Presiden Amerika Serikat (AS) Donald Trump disebut tengah membuka opsi memberikan uang kepada warga Greenland untuk mendorong wilayah itu lepas dari Denmark dan bergabung dengan Negeri Paman Sam.
Seperti yang diberitakan Reuters, sejumlah pejabat AS mendiskusikan kemungkinan pemberian uang tunai itu kepada penduduk Greenland. Informasi ini disampaikan oleh empat sumber yang mengetahui pembahasan internal tersebut.
Meski nilai pasti dan mekanisme pembayarannya belum ditetapkan, angka yang dibahas berkisar antara USD 10 ribu hingga USD 100 ribu per orang, atau sekitar Rp 160 juta hingga Rp 1,6 miliar.
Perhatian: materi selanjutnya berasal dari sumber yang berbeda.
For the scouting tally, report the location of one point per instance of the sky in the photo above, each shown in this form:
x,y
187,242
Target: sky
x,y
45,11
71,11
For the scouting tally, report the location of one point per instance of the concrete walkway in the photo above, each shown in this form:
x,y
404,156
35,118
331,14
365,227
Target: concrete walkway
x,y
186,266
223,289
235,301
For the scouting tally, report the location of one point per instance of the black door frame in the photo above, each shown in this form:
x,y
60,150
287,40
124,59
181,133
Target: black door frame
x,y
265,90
Diskusi itu menjadi jauh lebih serius, termasuk kemungkinan pembayaran maksimal USD 100 ribu per orang, yang jika diterapkan akan menelan biaya hampir USD 6 miliar.
Dengan populasi sekitar 57 ribu jiwa, rencana itu dipandang sebagai salah satu cara AS untuk ‘membeli’ Greenland, wilayah otonom Denmark, meski pemerintah mereka berkali-kali menegaskan Greenland tidak untuk dijual.
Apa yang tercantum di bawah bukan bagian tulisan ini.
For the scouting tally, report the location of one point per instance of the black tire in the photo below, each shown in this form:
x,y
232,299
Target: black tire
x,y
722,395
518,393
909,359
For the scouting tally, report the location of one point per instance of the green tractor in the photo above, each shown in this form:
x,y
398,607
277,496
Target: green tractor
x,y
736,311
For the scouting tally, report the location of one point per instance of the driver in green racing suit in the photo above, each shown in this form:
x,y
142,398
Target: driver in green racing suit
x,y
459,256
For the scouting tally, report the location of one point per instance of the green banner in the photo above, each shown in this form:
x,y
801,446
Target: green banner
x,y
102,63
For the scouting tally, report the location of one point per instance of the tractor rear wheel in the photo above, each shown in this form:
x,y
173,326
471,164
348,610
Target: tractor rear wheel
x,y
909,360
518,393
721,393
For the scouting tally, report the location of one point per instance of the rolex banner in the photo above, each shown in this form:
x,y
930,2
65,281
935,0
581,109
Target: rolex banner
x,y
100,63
Membayar warga Greenland itu menjadi salah satu dari berbagai opsi yang dibahas Gedung Putih untuk menguasai pulau tersebut, termasuk kemungkinan penggunaan kekuatan militer. Namun, pendekatan dianggap terlalu transaksional dan bahkan merendahkan, terutama bagi masyarakat Greenland.
Penolakan keras datang dari Perdana Menteri Greenland, Jens-Frederik Nielsen.
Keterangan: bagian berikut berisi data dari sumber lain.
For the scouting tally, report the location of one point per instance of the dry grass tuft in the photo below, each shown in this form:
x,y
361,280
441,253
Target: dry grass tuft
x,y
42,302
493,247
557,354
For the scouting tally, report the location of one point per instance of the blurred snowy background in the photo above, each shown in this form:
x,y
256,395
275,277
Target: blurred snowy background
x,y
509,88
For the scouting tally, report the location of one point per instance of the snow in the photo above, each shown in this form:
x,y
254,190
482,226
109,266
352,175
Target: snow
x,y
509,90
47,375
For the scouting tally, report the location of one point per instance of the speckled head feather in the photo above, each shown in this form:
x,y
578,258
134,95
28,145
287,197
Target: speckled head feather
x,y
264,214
“Cukup sudah, tidak ada lagi fantasi tentang aneksasi,” kata Nielsen, dikutip dari Reuters, Jumat (9/1).
Penolakan itu semakin kuat mengingat Amerika Serikat dan Denmark merupakan sekutu NATO yang terikat perjanjian pertahanan bersama. Prancis, Jerman, Italia, Polandia, Spanyol, Inggris, dan Denmark merilis pernyataan bersama yang menegaskan hanya Greenland dan Denmark yang berhak menentukan masa depan hubungan mereka, pada Selasa (6/1).
Trump: Greenland Penting untuk Keamanan Nasional
Trump sendiri kembali menegaskan pentingnya Greenland bagi AS. Trump selama ini beralasan Greenland kaya akan sumber daya mineral yang dibutuhkan untuk kepentingan militer canggih. Ia juga menyatakan belahan bumi Barat perlu berada di bawah pengaruh geopolitik AS.
“Kami membutuhkan Greenland dari sudut pandang keamanan nasional, dan Denmark tidak akan mampu melakukannya,” kata Trump di atas pesawat Air Force One pada Minggu, (4/1).
“Ini sangat strategis,” lanjutnya.
Perjanjian Asosiasi Bebas Jadi Opsi
Salah satu opsi lain yang dibahas adalah menjalin Compact of Free Association (COFA), seperti yang selama ini diterapkan AS dengan Mikronesia, Kepulauan Marshall, dan Palau.